Maternal & Family Health Services based in Eastern Pennsylvania lately informed a number of patients regarding a ransomware attack on April 4, 2022 that resulted in the exposure of sensitive patient data. As soon as the healthcare provider detected the attack, it secured the systems and engaged a third-party computer forensics company to look into the incident and find out the nature and extent of the breach. It was confirmed that attackers first accessed its systems on August 12, 2021, more or less 8 months prior to encrypting files by the ransomware. Systems had been secured on April 4, 2022, however, the investigation, analysis of breached files, and confirmation of contact details lasted up to the end of the year. The provider sent notifications to affected persons on January 3, 2023.
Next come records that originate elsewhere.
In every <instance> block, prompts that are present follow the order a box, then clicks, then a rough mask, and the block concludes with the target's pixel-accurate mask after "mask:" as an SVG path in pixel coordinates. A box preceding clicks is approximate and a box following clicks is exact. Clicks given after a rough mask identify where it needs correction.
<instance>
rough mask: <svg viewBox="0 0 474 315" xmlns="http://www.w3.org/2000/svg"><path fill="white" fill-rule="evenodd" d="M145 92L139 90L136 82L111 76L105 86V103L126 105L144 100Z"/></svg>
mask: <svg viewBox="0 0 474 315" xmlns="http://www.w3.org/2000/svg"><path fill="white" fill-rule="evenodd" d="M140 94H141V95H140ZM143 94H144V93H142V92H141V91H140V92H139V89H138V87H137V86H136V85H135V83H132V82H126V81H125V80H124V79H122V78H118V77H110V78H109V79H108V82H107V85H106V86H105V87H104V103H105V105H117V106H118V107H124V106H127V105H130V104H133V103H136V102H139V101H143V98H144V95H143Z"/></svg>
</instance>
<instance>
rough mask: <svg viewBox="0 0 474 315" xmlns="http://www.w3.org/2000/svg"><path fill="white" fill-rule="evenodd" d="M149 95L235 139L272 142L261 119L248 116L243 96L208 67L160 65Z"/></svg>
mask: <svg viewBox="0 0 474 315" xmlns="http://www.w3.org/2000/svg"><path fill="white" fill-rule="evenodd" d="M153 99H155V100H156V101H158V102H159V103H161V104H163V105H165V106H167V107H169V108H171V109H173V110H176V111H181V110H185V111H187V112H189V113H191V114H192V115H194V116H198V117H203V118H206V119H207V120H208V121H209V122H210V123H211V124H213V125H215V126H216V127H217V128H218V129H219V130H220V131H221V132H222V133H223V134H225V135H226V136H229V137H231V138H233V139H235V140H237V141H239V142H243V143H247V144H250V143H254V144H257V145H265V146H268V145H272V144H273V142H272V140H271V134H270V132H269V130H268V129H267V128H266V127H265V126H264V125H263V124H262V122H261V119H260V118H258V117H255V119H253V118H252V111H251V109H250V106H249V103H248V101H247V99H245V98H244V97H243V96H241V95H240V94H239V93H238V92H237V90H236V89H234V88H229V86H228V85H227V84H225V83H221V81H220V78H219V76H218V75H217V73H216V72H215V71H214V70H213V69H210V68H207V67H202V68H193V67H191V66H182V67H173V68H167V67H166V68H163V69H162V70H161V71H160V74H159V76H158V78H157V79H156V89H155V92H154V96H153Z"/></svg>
Maternal & Family Health Services mentioned the exposed files contained data including names, addresses, birth dates, driver’s license numbers, Social Security numbers, usernames, passwords, financial account/payment card details, health data, and medical insurance details. It offered free credit monitoring and identity theft protection services to those who had their financial account/payment card details or Social Security numbers exposed. There is no evidence that indicates the misuse of patient information during the issuance of notifications. Maternal & Family Health Services stated it is fortifying security to avoid the same incidents later on.
The breach is not yet posted on the HHS’ Office for Civil Rights breach website, therefore the number of individuals affected is presently uncertain.
Around 23,620 Patients were Affected by Retreat Behavioral Health Ransomware Attack
Retreat Behavioral Health manages mental health and substance use treatment centers in Connecticut, Florida, and Pennsylvania. On July 1, 2022, it reported a cyberattack that it discovered and blocked.
Retreat Behavioral Health mentioned the forensic investigation finished on December 9, 2022, and it sent notifications to impacted patients. The investigation showed the third party behind the attack accessed a data set inside its network and potentially exposed data such as names, Social Security numbers, and addresses. A part of the patients likewise had their birth date and/or treatment details compromised. Retreat Behavioral Health explained there is no proof of attempted or actual patient data misuse identified nevertheless as a safety measure, patients received Single Bureau Credit Monitoring Services for free. Retreat Behavioral Health has likewise put in place extra tracking tools on its system and will go on to improve system protection.
The breach report was lately submitted to the Maine Attorney General indicating that 23,620 patients were affected.
Employee Benefits Plan Information Compromised Due to L. Knife & Son Hacking Incident
The alcoholic drink wholesaler, L. Knife & Son, Inc. just reported that an unauthorized entity acquired access to its system and exfiltrated files that contain sensitive information. The security incident was discovered on November 1, 2022, and it was confirmed by the forensic investigation that unauthorized individuals accessed files and stole data from October 13, 2022 to October 19, 2022. The analysis of the impacted files was accomplished on December 8, 2022.
The breach report submitted to the Maine Attorney General indicates that the information of 14,377 persons was affected. The HHS’ Office for Civil Rights states that the PHI of 4,082 Employee Benefits Plan members was affected. The company provided the affected people with free 2-year memberships to an identity theft protection service and implemented security steps to stop future breaches.